Everything we do is a matter of risk assesment.
I ride a skateboard on nearly flat ground and don't wear a helmet or other protection.
Were I to ride in a skateboard park however, or storm down a hill - you'd better believe I'd be properly suited up.

I don't put a helmet on for bike riding in the park either.
Though if I were to do some serious street riding or mountain biking I certainly would.

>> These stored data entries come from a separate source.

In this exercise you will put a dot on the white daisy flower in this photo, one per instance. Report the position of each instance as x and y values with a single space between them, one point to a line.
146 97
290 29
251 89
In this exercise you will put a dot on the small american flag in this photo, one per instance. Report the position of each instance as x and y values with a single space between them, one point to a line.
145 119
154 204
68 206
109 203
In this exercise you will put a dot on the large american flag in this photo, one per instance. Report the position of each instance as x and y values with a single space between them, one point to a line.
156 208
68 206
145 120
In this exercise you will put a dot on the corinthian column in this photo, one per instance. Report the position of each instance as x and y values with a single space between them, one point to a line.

I check my bands constantly.
Between shots really.
It's a fork hit that I suppose is the greatest risk.


----------



## Sofreto (May 10, 2012)

I shoot with my eyes closed!

Cheers,

Sofreto


----------



## Sheila (Jun 2, 2012)

Bought myself a cute pink pair of safety glasses after I bought the slingshot...much better than the ugly ones the hubby has for rifle shooting and which I temporarily borrowed while shooting my 38 one day!


----------



## Shooter4829 (Jun 17, 2012)

of corse i do, i want to keep my eyes.


----------



## jayw81 (Dec 11, 2011)

Most times, except when I'm feeling lazy or invincible







lol


----------



## lightgeoduck (Apr 3, 2011)

Incomudro said:


> I check my bands constantly.
> Between shots really.


Same here, that is an important practice even while wearing safety glasses


----------



## Devoman (Oct 15, 2010)

Hrawk said:


> I wasn't sure to vote always or never. I voted always.
> 
> My prescription glasses are safety glass and I am never without those on.


The same for me!


----------



## SlingGal (Jun 18, 2011)

I wear eye protection, although sometimes I do forget to put the glasses on. *embarrassed grin* I have a group of kids at my martial arts studio that I require to use eye protection..... If someone doesn't bring theirs I have them borrow one of mine, or if they really all taken, they're not allowed to shoot. Its a rule they don't quite like, but is much rather have a grumpy kid than one who gets injured.


----------



## JetBlack (Mar 9, 2012)

I drove to my friends house 5 miles away then realized I forgot my glasses. Then went to lowes 2 blocks away and bought more. I would not shoot until I had a pair of glasses.I always wear a glove on my shooting hand too.


----------



## Jakerock (Mar 8, 2012)

Blue Danube said:


> If you do not, you are an idiot! PERIOD.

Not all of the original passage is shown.